Cass. n. 11379 del 2008). Questo risultato e’ coerente con la finalita’ del Legislatore del 1982, che, mediante l’istituzione di un Fondo di garanzia affidato all’ente previdenziale pubblico, ha inteso compensare la peculiarita’ della disciplina del t.f.r. – in cui il sistema degli accantonamenti fa si’ che gli importi spettanti al lavoratore vengano trattenuti e utilizzati dal datore di lavoro — con la previsione di una tutela certa del credito, realizzata attraverso modalita’ garantistiche e non soggetta alle limitazioni e difficolta’ procedurali previste, invece, per la tutela delle ultime retribuzioni (ai sensi del D.Lgs. n. 80 del 1992).
1.5. Il principio da affermare, quindi, e’ che, ai fini della tutela prevista dalla L. n. 297 del 1982 in favore del lavoratore, per il pagamento del t.f.r. in caso di insolvenza del datore di lavoro, quest’ultimo, se e’ assoggettabile a fallimento, ma in concreto non puo’ essere dichiarato fallito per avere cessato l’attivita’ di impresa da oltre un anno, va considerato “non soggetto” a fallimento, e pertanto opera la disposizione dell’art. 2, comma 5, della predetta legge, secondo cui il lavoratore puo’ conseguire le prestazioni del Fondo di garanzia costituito presso l’INPS alle condizioni previste dal comma stesso, essendo sufficiente, in particolare, che il lavoratore abbia esperito infruttuosamente una procedura di esecuzione, salvo che risultino in atti altre circostanze le quali dimostrano che esistono altri beni aggredibili con l’azione esecutiva.
1.6. In base a tale principio, deve concludersi che la decisione impugnata ha erroneamente negato che il diritto si potesse teoricamente conseguire ricorrendo all’azione esecutiva individuale.

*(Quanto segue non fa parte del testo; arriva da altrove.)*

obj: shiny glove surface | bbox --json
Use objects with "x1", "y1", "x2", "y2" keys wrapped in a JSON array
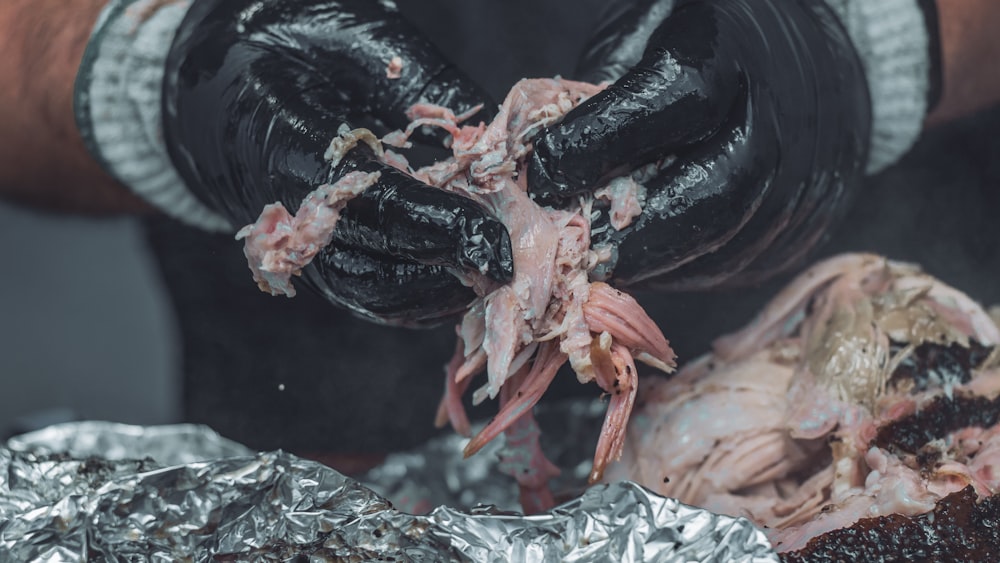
[
  {"x1": 528, "y1": 0, "x2": 871, "y2": 290},
  {"x1": 162, "y1": 0, "x2": 512, "y2": 326}
]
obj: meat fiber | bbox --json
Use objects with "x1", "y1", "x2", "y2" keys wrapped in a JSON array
[
  {"x1": 606, "y1": 253, "x2": 1000, "y2": 553},
  {"x1": 236, "y1": 170, "x2": 381, "y2": 297},
  {"x1": 594, "y1": 176, "x2": 646, "y2": 231},
  {"x1": 238, "y1": 78, "x2": 677, "y2": 514}
]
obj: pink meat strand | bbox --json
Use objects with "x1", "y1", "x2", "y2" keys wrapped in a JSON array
[{"x1": 236, "y1": 171, "x2": 381, "y2": 297}]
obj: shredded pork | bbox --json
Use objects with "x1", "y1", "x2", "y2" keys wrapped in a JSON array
[
  {"x1": 236, "y1": 171, "x2": 381, "y2": 297},
  {"x1": 396, "y1": 79, "x2": 676, "y2": 513},
  {"x1": 608, "y1": 253, "x2": 1000, "y2": 552},
  {"x1": 238, "y1": 78, "x2": 675, "y2": 514}
]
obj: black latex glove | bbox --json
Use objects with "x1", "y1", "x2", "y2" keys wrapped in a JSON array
[
  {"x1": 161, "y1": 0, "x2": 512, "y2": 326},
  {"x1": 528, "y1": 0, "x2": 871, "y2": 290}
]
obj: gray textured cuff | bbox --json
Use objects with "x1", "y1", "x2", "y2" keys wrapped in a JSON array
[
  {"x1": 823, "y1": 0, "x2": 933, "y2": 174},
  {"x1": 75, "y1": 0, "x2": 232, "y2": 232}
]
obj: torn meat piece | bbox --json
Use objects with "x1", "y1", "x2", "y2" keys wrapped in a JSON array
[
  {"x1": 386, "y1": 55, "x2": 403, "y2": 79},
  {"x1": 236, "y1": 171, "x2": 381, "y2": 297},
  {"x1": 594, "y1": 176, "x2": 646, "y2": 231},
  {"x1": 607, "y1": 253, "x2": 1000, "y2": 553},
  {"x1": 238, "y1": 126, "x2": 388, "y2": 297},
  {"x1": 323, "y1": 126, "x2": 383, "y2": 167}
]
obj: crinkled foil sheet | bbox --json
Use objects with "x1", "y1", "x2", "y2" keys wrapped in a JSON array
[{"x1": 0, "y1": 408, "x2": 777, "y2": 562}]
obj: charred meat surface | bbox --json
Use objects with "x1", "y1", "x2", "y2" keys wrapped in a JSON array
[
  {"x1": 889, "y1": 339, "x2": 992, "y2": 393},
  {"x1": 874, "y1": 393, "x2": 1000, "y2": 454},
  {"x1": 782, "y1": 486, "x2": 1000, "y2": 562}
]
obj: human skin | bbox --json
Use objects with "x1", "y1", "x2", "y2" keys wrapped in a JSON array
[
  {"x1": 0, "y1": 0, "x2": 996, "y2": 213},
  {"x1": 0, "y1": 0, "x2": 150, "y2": 213},
  {"x1": 926, "y1": 1, "x2": 1000, "y2": 125}
]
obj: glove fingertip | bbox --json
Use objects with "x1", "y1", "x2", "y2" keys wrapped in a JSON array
[
  {"x1": 526, "y1": 144, "x2": 578, "y2": 205},
  {"x1": 474, "y1": 216, "x2": 514, "y2": 284},
  {"x1": 311, "y1": 245, "x2": 474, "y2": 326},
  {"x1": 526, "y1": 84, "x2": 653, "y2": 200}
]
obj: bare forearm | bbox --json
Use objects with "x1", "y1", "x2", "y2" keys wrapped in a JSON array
[
  {"x1": 0, "y1": 0, "x2": 150, "y2": 213},
  {"x1": 926, "y1": 0, "x2": 1000, "y2": 125}
]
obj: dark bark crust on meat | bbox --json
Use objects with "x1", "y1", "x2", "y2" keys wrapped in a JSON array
[
  {"x1": 781, "y1": 487, "x2": 1000, "y2": 562},
  {"x1": 888, "y1": 339, "x2": 992, "y2": 393},
  {"x1": 873, "y1": 393, "x2": 1000, "y2": 453}
]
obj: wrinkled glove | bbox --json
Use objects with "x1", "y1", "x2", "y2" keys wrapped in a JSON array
[
  {"x1": 76, "y1": 0, "x2": 512, "y2": 326},
  {"x1": 528, "y1": 0, "x2": 876, "y2": 290}
]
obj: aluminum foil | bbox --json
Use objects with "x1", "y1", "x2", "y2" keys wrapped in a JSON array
[
  {"x1": 362, "y1": 399, "x2": 611, "y2": 514},
  {"x1": 1, "y1": 414, "x2": 778, "y2": 562}
]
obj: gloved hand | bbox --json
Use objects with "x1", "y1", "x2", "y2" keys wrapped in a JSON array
[
  {"x1": 166, "y1": 0, "x2": 515, "y2": 326},
  {"x1": 527, "y1": 0, "x2": 872, "y2": 290},
  {"x1": 80, "y1": 0, "x2": 512, "y2": 326}
]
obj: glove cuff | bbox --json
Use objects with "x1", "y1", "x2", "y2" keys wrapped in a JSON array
[
  {"x1": 823, "y1": 0, "x2": 939, "y2": 174},
  {"x1": 74, "y1": 0, "x2": 232, "y2": 232}
]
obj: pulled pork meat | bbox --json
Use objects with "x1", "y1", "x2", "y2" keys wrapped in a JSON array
[
  {"x1": 399, "y1": 79, "x2": 676, "y2": 513},
  {"x1": 236, "y1": 171, "x2": 382, "y2": 297},
  {"x1": 239, "y1": 78, "x2": 677, "y2": 514},
  {"x1": 606, "y1": 253, "x2": 1000, "y2": 554}
]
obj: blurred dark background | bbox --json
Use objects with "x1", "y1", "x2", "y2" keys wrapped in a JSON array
[{"x1": 3, "y1": 1, "x2": 999, "y2": 461}]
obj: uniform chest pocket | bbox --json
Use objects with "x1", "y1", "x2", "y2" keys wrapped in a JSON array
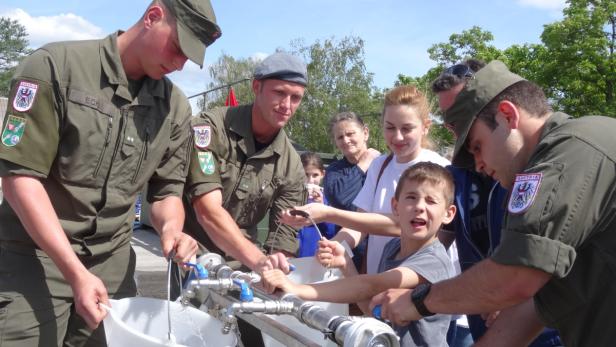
[
  {"x1": 58, "y1": 88, "x2": 118, "y2": 185},
  {"x1": 231, "y1": 168, "x2": 277, "y2": 226}
]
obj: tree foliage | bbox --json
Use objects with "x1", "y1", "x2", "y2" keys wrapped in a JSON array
[
  {"x1": 200, "y1": 37, "x2": 384, "y2": 153},
  {"x1": 396, "y1": 2, "x2": 616, "y2": 151},
  {"x1": 0, "y1": 17, "x2": 31, "y2": 96},
  {"x1": 538, "y1": 0, "x2": 615, "y2": 116},
  {"x1": 289, "y1": 36, "x2": 385, "y2": 153},
  {"x1": 199, "y1": 53, "x2": 257, "y2": 110}
]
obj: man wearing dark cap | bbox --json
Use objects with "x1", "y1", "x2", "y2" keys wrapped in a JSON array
[
  {"x1": 183, "y1": 52, "x2": 307, "y2": 276},
  {"x1": 371, "y1": 60, "x2": 616, "y2": 346},
  {"x1": 0, "y1": 1, "x2": 220, "y2": 346}
]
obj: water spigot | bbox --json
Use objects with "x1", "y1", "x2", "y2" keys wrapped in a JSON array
[
  {"x1": 221, "y1": 305, "x2": 237, "y2": 335},
  {"x1": 233, "y1": 279, "x2": 254, "y2": 302}
]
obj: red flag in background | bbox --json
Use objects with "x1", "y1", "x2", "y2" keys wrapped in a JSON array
[{"x1": 225, "y1": 87, "x2": 238, "y2": 106}]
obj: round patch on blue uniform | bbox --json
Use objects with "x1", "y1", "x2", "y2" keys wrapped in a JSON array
[{"x1": 198, "y1": 151, "x2": 215, "y2": 175}]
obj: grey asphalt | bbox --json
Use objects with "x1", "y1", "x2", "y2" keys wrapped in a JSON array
[{"x1": 132, "y1": 223, "x2": 171, "y2": 299}]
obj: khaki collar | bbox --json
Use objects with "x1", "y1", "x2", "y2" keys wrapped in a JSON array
[
  {"x1": 226, "y1": 105, "x2": 288, "y2": 158},
  {"x1": 99, "y1": 31, "x2": 165, "y2": 106}
]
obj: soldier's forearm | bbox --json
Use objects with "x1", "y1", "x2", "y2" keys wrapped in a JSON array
[
  {"x1": 193, "y1": 192, "x2": 266, "y2": 270},
  {"x1": 3, "y1": 175, "x2": 89, "y2": 285}
]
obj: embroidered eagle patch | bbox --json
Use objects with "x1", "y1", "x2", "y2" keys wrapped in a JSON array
[
  {"x1": 193, "y1": 125, "x2": 211, "y2": 149},
  {"x1": 508, "y1": 173, "x2": 542, "y2": 214},
  {"x1": 13, "y1": 81, "x2": 39, "y2": 112}
]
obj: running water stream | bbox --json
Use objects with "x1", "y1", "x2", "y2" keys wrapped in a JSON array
[{"x1": 166, "y1": 252, "x2": 177, "y2": 345}]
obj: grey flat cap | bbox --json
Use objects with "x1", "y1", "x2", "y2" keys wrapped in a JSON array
[{"x1": 253, "y1": 52, "x2": 308, "y2": 86}]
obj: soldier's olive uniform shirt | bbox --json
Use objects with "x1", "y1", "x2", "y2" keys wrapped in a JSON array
[
  {"x1": 491, "y1": 112, "x2": 616, "y2": 346},
  {"x1": 0, "y1": 32, "x2": 192, "y2": 286},
  {"x1": 184, "y1": 105, "x2": 305, "y2": 255}
]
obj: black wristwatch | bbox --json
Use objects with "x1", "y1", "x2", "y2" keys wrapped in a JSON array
[{"x1": 411, "y1": 283, "x2": 435, "y2": 317}]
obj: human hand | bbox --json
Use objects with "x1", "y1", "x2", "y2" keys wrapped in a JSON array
[
  {"x1": 255, "y1": 252, "x2": 292, "y2": 293},
  {"x1": 316, "y1": 240, "x2": 347, "y2": 269},
  {"x1": 357, "y1": 148, "x2": 381, "y2": 172},
  {"x1": 482, "y1": 310, "x2": 501, "y2": 327},
  {"x1": 370, "y1": 288, "x2": 419, "y2": 326},
  {"x1": 305, "y1": 183, "x2": 324, "y2": 203},
  {"x1": 261, "y1": 269, "x2": 296, "y2": 293},
  {"x1": 71, "y1": 271, "x2": 109, "y2": 330},
  {"x1": 278, "y1": 203, "x2": 331, "y2": 228},
  {"x1": 160, "y1": 231, "x2": 198, "y2": 264},
  {"x1": 255, "y1": 252, "x2": 291, "y2": 274}
]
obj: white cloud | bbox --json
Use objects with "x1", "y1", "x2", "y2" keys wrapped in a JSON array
[
  {"x1": 251, "y1": 52, "x2": 268, "y2": 62},
  {"x1": 168, "y1": 62, "x2": 213, "y2": 113},
  {"x1": 1, "y1": 8, "x2": 104, "y2": 48},
  {"x1": 517, "y1": 0, "x2": 566, "y2": 11}
]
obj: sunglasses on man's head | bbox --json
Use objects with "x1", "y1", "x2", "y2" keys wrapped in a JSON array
[{"x1": 444, "y1": 64, "x2": 475, "y2": 78}]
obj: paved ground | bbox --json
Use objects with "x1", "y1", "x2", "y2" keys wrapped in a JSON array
[{"x1": 132, "y1": 223, "x2": 170, "y2": 299}]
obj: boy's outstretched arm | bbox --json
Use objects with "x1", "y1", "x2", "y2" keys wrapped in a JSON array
[{"x1": 262, "y1": 267, "x2": 422, "y2": 312}]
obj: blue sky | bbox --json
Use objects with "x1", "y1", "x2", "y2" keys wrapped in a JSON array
[{"x1": 0, "y1": 0, "x2": 566, "y2": 106}]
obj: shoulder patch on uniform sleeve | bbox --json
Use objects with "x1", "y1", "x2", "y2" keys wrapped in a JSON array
[
  {"x1": 193, "y1": 124, "x2": 211, "y2": 149},
  {"x1": 508, "y1": 173, "x2": 542, "y2": 214},
  {"x1": 12, "y1": 81, "x2": 39, "y2": 112},
  {"x1": 1, "y1": 115, "x2": 27, "y2": 147},
  {"x1": 197, "y1": 151, "x2": 215, "y2": 175}
]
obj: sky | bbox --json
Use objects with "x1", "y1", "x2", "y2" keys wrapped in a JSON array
[{"x1": 0, "y1": 0, "x2": 566, "y2": 108}]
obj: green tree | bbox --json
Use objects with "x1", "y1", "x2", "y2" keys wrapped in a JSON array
[
  {"x1": 201, "y1": 37, "x2": 383, "y2": 153},
  {"x1": 0, "y1": 17, "x2": 30, "y2": 96},
  {"x1": 290, "y1": 36, "x2": 384, "y2": 152},
  {"x1": 395, "y1": 26, "x2": 507, "y2": 152},
  {"x1": 427, "y1": 26, "x2": 504, "y2": 67},
  {"x1": 197, "y1": 53, "x2": 257, "y2": 110},
  {"x1": 539, "y1": 0, "x2": 616, "y2": 116}
]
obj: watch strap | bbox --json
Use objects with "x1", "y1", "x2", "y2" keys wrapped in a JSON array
[{"x1": 412, "y1": 283, "x2": 435, "y2": 317}]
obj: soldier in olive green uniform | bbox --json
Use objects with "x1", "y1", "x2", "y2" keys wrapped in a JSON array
[
  {"x1": 370, "y1": 61, "x2": 616, "y2": 346},
  {"x1": 0, "y1": 1, "x2": 220, "y2": 346},
  {"x1": 183, "y1": 53, "x2": 307, "y2": 276}
]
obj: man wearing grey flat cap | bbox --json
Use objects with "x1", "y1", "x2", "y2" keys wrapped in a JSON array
[
  {"x1": 183, "y1": 52, "x2": 308, "y2": 280},
  {"x1": 371, "y1": 60, "x2": 616, "y2": 346},
  {"x1": 0, "y1": 0, "x2": 220, "y2": 346}
]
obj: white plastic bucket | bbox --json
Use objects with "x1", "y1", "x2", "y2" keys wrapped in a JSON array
[
  {"x1": 261, "y1": 256, "x2": 348, "y2": 347},
  {"x1": 104, "y1": 297, "x2": 237, "y2": 347}
]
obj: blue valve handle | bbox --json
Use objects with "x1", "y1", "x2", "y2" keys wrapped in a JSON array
[
  {"x1": 233, "y1": 279, "x2": 254, "y2": 302},
  {"x1": 372, "y1": 305, "x2": 382, "y2": 320},
  {"x1": 183, "y1": 262, "x2": 209, "y2": 279}
]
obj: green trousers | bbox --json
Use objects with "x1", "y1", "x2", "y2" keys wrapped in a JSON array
[{"x1": 0, "y1": 242, "x2": 137, "y2": 347}]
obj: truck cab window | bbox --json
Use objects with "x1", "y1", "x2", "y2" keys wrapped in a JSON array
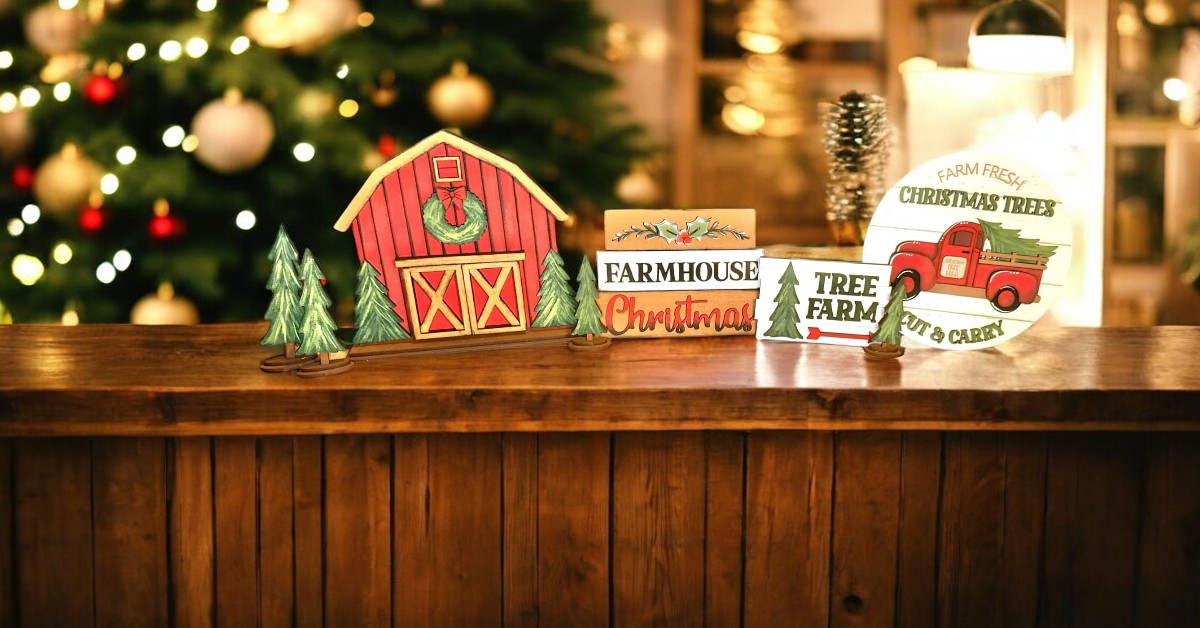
[{"x1": 950, "y1": 230, "x2": 972, "y2": 247}]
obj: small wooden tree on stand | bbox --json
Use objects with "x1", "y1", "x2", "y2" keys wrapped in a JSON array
[
  {"x1": 260, "y1": 226, "x2": 314, "y2": 372},
  {"x1": 296, "y1": 249, "x2": 354, "y2": 376},
  {"x1": 532, "y1": 250, "x2": 577, "y2": 328},
  {"x1": 352, "y1": 260, "x2": 410, "y2": 345},
  {"x1": 570, "y1": 256, "x2": 610, "y2": 350},
  {"x1": 864, "y1": 280, "x2": 906, "y2": 360}
]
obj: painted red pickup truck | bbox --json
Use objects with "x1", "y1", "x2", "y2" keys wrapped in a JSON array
[{"x1": 888, "y1": 221, "x2": 1047, "y2": 313}]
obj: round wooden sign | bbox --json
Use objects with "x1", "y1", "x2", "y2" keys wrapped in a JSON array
[{"x1": 862, "y1": 151, "x2": 1073, "y2": 350}]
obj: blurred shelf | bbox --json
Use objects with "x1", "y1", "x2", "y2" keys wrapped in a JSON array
[
  {"x1": 1110, "y1": 116, "x2": 1178, "y2": 146},
  {"x1": 697, "y1": 58, "x2": 879, "y2": 80}
]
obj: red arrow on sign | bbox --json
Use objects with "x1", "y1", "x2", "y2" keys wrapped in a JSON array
[{"x1": 807, "y1": 327, "x2": 872, "y2": 342}]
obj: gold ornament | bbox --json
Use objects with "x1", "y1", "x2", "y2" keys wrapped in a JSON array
[
  {"x1": 427, "y1": 61, "x2": 494, "y2": 128},
  {"x1": 371, "y1": 70, "x2": 398, "y2": 108},
  {"x1": 293, "y1": 0, "x2": 361, "y2": 34},
  {"x1": 295, "y1": 88, "x2": 335, "y2": 120},
  {"x1": 0, "y1": 106, "x2": 31, "y2": 159},
  {"x1": 23, "y1": 3, "x2": 93, "y2": 56},
  {"x1": 130, "y1": 283, "x2": 200, "y2": 325},
  {"x1": 190, "y1": 90, "x2": 275, "y2": 174},
  {"x1": 33, "y1": 144, "x2": 102, "y2": 217},
  {"x1": 242, "y1": 6, "x2": 323, "y2": 50}
]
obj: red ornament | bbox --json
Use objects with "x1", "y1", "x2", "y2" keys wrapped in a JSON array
[
  {"x1": 83, "y1": 74, "x2": 122, "y2": 106},
  {"x1": 79, "y1": 204, "x2": 108, "y2": 233},
  {"x1": 11, "y1": 163, "x2": 34, "y2": 191},
  {"x1": 377, "y1": 134, "x2": 397, "y2": 158},
  {"x1": 148, "y1": 214, "x2": 185, "y2": 241}
]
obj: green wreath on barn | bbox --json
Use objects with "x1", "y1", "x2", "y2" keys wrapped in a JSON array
[{"x1": 421, "y1": 189, "x2": 488, "y2": 245}]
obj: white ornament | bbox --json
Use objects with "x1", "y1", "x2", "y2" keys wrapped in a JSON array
[
  {"x1": 615, "y1": 170, "x2": 660, "y2": 205},
  {"x1": 191, "y1": 90, "x2": 275, "y2": 174},
  {"x1": 23, "y1": 3, "x2": 92, "y2": 56},
  {"x1": 131, "y1": 284, "x2": 200, "y2": 325},
  {"x1": 33, "y1": 144, "x2": 102, "y2": 217}
]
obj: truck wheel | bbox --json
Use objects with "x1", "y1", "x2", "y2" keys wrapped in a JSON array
[
  {"x1": 991, "y1": 286, "x2": 1020, "y2": 313},
  {"x1": 895, "y1": 270, "x2": 921, "y2": 299}
]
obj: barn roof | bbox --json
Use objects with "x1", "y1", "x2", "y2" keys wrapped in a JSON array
[{"x1": 333, "y1": 129, "x2": 568, "y2": 232}]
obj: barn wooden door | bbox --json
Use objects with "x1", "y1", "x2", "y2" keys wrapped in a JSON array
[{"x1": 399, "y1": 253, "x2": 527, "y2": 340}]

Il ricorso va pero’ comunque rigettato, avendo lo stesso lavoratore ammesso, che, pur avendo ottenuto il decreto ingiuntivo, non aveva pero’ proposto l’azione esecutiva, cosi’ disattendendo tutte le prescrizione a cui la L. n. 297 del 1982, art. 2 condiziona l’intervento del Fondo di garanzia.
2. Pertanto, il ricorso deve essere rigettato. La difficolta’ della questione e il consolidarsi recente del richiamato orientamento giurisprudenziale inducono a compensare le spese del giudizio di legittimita’.
PQM
LA CORTE Rigetta il ricorso. Compensa le spese del giudizio.
Cosi’ deciso in Roma, il 26 maggio 2010.